Drawers are among the hardest-working parts of any kitchen.
They are opened and closed countless times. They hold cutlery, crockery, pans, utensils, spices, tea towels, baking things, mysterious charger cables, and that one gadget everyone owns but nobody can quite identify.
So a drawer box has to do more than simply exist behind a nice door front. It has to be strong, it has to sit properly, and it has to run beautifully.
It has to feel good in the hand… And because this is a Naked kitchen, it has to look good too.
There is something very honest about a well-made drawer box. It is not there to show off in the usual sense. Most of the time, it lives tucked away inside a cabinet, but every time you open it, you get a small reminder that the kitchen has been made with real care and skill.
Our oak drawer boxes begin with solid timber.
The oak arrives at our Norfolk workshop as rough-sawn boards. From there, it begins its journey through the workshop: it is planed, sized, moulded, sanded and lacquered before being cut into the precise components of each drawer box.
This is where modern machinery and traditional judgement work together. Machines give us accuracy and consistency; skilled hands make sure the timber is handled properly, checked carefully and finished with the right level of attention.

The Naked workshop in Norfolk
The lacquered oak is then sanded and lacquered again, building up a durable, tactile finish before the individual drawer components are ready to be joined together.
By this stage, the drawer box is a set of carefully made parts, ready for the next stage: the dovetails.
One of the loveliest details in a Naked drawer box is the dovetail joint.

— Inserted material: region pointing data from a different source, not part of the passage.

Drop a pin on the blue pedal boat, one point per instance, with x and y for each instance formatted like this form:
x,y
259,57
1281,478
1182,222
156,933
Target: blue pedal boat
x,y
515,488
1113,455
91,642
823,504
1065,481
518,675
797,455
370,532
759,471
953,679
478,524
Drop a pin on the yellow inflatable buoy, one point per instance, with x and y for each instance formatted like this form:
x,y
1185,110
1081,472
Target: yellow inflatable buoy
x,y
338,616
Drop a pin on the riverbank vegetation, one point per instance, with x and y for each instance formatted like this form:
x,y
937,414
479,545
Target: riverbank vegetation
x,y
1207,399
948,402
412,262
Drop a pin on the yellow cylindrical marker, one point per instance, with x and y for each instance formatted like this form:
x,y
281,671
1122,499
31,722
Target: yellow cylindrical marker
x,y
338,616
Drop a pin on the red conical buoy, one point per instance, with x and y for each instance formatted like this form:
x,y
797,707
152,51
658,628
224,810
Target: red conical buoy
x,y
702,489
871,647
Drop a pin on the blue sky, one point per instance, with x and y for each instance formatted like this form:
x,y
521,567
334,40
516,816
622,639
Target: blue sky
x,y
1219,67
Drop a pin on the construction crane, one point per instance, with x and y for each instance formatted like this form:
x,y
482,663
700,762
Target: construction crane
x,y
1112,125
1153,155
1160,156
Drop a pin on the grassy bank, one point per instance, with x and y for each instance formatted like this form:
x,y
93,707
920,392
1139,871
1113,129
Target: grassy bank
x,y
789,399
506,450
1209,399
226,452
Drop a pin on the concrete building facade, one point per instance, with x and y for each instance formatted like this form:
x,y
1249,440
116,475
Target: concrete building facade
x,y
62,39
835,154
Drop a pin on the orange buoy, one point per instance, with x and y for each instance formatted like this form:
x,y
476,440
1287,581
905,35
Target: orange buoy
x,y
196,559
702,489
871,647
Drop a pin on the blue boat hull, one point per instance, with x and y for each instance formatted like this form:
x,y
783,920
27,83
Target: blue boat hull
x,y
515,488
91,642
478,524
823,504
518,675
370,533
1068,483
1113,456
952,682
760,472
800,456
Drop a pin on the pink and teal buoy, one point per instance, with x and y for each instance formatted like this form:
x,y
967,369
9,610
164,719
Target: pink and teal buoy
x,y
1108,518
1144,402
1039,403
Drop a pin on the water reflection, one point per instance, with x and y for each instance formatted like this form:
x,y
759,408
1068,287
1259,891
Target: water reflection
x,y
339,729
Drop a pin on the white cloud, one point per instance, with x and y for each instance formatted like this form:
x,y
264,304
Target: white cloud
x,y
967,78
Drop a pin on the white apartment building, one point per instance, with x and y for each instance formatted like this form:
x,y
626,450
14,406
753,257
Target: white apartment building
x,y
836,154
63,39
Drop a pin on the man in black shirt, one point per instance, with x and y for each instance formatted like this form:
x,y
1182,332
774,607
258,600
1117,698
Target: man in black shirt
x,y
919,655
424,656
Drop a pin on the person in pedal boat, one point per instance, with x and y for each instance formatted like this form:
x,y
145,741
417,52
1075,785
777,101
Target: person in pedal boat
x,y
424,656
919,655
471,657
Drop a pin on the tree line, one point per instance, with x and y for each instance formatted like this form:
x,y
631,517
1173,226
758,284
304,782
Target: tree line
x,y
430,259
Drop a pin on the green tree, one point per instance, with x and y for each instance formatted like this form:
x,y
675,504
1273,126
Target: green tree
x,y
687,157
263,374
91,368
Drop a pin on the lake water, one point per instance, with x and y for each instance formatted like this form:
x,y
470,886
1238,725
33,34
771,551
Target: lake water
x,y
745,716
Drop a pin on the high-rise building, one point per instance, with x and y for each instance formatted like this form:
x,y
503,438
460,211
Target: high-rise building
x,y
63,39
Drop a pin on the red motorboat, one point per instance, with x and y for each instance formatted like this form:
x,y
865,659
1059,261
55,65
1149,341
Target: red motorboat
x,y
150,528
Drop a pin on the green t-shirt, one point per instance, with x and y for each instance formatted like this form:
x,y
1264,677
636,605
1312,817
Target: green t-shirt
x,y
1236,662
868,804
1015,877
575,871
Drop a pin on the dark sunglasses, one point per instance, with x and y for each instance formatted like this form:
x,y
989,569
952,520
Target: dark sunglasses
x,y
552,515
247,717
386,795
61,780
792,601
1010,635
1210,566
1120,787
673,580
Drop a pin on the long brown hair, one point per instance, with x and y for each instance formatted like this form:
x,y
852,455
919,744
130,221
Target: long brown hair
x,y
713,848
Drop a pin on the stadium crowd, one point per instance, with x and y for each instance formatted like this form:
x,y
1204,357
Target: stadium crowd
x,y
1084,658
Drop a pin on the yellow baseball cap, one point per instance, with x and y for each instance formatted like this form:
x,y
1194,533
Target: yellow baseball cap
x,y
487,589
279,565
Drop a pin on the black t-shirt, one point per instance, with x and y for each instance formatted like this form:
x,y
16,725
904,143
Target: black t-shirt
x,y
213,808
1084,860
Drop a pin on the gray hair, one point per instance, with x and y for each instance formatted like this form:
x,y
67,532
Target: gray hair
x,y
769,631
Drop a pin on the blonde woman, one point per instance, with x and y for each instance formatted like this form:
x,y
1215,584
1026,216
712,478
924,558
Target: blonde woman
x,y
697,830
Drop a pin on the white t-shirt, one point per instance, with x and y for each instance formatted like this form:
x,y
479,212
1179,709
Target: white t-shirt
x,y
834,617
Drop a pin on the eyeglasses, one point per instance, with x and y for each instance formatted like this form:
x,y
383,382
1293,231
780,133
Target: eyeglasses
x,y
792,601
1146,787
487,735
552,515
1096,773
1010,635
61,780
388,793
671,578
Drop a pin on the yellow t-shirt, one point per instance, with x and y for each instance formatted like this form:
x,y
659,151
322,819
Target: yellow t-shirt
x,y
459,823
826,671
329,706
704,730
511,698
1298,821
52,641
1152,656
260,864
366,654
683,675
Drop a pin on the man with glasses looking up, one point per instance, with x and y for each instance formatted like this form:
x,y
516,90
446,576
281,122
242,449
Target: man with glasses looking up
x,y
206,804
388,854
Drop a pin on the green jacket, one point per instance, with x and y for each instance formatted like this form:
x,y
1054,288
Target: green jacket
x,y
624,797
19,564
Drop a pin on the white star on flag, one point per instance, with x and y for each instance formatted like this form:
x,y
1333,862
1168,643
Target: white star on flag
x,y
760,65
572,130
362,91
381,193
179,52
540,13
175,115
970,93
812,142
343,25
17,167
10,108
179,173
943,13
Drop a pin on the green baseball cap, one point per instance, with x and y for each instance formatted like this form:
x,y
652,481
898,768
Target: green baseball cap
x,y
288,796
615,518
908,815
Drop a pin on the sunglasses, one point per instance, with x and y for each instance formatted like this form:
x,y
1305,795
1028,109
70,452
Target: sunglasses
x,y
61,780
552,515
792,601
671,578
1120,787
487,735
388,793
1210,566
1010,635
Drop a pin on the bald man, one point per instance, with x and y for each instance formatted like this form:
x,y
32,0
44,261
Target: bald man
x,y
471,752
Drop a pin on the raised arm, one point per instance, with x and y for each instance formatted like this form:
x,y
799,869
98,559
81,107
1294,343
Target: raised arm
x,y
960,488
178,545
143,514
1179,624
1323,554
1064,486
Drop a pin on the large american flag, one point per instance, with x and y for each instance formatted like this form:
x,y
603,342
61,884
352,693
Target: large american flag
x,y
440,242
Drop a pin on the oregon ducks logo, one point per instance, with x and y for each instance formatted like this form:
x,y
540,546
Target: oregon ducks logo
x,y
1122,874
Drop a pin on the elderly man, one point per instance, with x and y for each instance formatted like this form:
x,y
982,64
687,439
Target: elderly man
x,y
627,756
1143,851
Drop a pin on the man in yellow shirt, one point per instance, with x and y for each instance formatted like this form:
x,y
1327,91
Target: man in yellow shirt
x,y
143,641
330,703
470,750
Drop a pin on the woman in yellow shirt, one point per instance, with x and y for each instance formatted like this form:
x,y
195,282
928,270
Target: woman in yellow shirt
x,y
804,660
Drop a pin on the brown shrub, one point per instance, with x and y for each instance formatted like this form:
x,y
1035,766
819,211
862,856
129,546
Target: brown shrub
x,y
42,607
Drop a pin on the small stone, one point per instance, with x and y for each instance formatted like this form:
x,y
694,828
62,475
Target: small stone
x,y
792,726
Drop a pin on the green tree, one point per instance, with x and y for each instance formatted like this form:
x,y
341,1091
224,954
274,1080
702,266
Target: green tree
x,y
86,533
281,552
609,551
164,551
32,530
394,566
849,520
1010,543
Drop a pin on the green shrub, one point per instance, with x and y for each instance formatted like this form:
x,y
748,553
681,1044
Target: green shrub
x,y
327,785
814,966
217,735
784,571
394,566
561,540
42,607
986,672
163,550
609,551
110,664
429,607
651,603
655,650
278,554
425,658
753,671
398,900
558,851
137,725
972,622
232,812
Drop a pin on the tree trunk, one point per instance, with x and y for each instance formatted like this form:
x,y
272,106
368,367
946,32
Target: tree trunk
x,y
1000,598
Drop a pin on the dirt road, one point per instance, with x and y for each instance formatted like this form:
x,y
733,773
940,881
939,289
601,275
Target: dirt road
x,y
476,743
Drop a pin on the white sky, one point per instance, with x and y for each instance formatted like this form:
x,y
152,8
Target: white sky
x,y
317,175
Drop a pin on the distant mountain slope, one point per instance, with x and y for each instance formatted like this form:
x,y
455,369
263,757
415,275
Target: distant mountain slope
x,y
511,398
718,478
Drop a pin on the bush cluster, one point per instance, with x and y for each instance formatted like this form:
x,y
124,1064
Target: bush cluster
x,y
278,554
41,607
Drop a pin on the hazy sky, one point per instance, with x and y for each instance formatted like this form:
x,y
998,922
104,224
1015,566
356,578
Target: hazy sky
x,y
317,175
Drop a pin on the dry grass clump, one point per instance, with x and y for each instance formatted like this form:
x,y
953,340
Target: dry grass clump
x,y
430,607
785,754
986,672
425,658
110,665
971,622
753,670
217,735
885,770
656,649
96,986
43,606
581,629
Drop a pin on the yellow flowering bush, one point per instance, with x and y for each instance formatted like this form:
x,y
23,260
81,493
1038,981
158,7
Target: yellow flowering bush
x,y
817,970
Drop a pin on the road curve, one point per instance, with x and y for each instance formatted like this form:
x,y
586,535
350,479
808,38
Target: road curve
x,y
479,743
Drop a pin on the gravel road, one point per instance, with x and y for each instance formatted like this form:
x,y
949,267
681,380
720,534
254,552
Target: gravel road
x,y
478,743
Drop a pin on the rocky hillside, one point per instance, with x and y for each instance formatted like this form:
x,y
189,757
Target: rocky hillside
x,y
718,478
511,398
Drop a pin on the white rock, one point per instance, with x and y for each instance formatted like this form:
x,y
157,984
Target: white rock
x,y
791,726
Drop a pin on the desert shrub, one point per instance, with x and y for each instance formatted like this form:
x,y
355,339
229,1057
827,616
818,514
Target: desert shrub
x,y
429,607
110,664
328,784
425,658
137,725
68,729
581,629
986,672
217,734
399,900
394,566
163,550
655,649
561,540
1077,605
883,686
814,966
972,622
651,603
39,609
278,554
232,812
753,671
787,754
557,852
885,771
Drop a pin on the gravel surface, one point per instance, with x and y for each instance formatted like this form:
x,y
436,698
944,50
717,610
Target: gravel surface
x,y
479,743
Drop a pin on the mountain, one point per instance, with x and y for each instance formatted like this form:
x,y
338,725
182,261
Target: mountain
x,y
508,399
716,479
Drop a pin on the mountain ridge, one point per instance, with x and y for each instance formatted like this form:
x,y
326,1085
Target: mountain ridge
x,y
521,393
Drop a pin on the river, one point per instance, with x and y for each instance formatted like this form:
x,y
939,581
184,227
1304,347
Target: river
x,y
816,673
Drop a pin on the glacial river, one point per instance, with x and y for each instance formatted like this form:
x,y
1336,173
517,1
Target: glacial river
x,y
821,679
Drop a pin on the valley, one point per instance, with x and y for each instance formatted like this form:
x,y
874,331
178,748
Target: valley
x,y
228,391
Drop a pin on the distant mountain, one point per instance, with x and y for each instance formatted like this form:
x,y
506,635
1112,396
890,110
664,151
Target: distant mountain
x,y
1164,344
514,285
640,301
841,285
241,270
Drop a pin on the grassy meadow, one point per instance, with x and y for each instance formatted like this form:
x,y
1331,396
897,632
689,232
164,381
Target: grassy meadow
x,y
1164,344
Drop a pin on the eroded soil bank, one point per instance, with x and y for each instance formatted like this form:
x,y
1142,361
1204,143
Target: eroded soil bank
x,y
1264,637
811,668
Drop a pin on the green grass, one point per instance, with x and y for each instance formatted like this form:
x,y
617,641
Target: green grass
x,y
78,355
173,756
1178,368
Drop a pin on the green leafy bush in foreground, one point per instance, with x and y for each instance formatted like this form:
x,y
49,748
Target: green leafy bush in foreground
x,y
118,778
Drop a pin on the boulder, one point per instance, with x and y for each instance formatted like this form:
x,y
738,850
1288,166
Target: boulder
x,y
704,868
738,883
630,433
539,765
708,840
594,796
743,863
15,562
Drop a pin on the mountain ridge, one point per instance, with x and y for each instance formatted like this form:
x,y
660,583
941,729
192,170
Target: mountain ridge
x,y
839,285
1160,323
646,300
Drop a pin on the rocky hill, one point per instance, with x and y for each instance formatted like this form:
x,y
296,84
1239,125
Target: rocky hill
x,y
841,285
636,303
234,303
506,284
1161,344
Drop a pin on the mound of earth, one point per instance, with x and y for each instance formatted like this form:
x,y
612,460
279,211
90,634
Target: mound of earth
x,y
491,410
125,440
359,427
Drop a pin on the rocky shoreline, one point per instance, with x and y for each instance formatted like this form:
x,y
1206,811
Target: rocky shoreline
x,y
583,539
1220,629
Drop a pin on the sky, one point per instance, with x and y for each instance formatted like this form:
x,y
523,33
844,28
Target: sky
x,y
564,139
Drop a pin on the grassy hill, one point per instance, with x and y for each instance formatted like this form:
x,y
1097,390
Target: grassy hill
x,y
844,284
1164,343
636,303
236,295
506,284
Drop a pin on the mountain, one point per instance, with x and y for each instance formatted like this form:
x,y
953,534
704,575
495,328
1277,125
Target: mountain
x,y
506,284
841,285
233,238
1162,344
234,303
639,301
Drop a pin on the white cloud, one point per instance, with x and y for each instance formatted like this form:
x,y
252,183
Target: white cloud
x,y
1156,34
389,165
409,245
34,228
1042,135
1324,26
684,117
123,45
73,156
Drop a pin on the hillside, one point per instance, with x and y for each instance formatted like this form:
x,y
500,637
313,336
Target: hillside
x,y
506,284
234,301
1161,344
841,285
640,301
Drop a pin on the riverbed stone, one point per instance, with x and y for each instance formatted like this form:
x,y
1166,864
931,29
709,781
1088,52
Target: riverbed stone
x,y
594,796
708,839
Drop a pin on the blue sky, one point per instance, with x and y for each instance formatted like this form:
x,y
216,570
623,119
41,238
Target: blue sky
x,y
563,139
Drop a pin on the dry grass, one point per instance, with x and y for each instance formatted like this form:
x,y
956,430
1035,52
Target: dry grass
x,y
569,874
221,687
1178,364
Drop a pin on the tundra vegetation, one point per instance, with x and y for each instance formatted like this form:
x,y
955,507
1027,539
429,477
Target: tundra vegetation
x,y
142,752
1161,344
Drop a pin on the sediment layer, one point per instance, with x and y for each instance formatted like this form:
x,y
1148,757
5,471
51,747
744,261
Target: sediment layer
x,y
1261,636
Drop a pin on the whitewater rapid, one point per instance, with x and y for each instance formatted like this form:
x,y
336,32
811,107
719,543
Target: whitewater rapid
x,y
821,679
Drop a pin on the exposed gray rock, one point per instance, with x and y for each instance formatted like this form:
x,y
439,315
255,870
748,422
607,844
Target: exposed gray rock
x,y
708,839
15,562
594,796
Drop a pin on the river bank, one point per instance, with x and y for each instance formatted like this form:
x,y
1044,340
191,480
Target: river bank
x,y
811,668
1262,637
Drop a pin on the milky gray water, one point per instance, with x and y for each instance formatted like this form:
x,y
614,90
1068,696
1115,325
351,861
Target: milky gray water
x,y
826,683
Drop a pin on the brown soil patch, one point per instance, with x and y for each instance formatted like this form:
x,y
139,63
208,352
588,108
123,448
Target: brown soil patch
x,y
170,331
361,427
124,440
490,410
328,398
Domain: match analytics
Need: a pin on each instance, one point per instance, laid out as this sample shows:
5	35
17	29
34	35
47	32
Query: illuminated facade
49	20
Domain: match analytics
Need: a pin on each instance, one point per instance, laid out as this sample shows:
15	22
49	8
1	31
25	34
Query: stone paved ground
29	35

Dovetails are not new. In fact, they are one of the great old furniture-making joints: strong, elegant and instantly recognisable. They are designed to lock two pieces of timber together in a way that gives strength and stability, particularly where the drawer is being pulled open again and again.
But they are also beautiful, and when something has been made well, it seems a shame to hide it… So we don’t.
On drawers with door fronts, the dovetails are visible on the side. On internal drawer boxes, such as those inside a larder, they are placed at the front, so you see them when you open the cabinet.

Drawer box with dovetail joints
Once the components have been cut, the drawer parts are dovetailed and grooved. The groove allows the drawer bottom to sit neatly and securely within the box, giving the drawer its structure and strength.
The pieces are then assembled and knocked together by hand with a mallet.
This is one of those workshop moments that says a lot. There is precision in the cutting and machining, but there is also touch in the assembly. The person making the drawer can feel how the parts come together. Too loose, and it is not right. Too tight, and it is not right either. The craft is in knowing the difference.

That combination of accuracy and human judgement runs through the whole process.
After assembly, the drawer box is hand-finished: sanded, oiled, sanded and oiled again, building up a finish that protects the oak while keeping the natural character of the timber.
By the time the runners are fitted and the finished drawer is placed inside the cabinet, a surprising amount of work has gone into something many people might simply call “a drawer”.
A great kitchen is made from hundreds of decisions, details and processes. Some are obvious. Some are almost invisible. But they all add up to the feeling you get when you use it.
There are many ways to make a kitchen look beautiful from a distance. The harder thing is to make it feel beautiful in everyday use.

That is where details like drawer boxes are so important. Every time you open one, you get a little reminder that the kitchen has been made with care and skill, and built for life.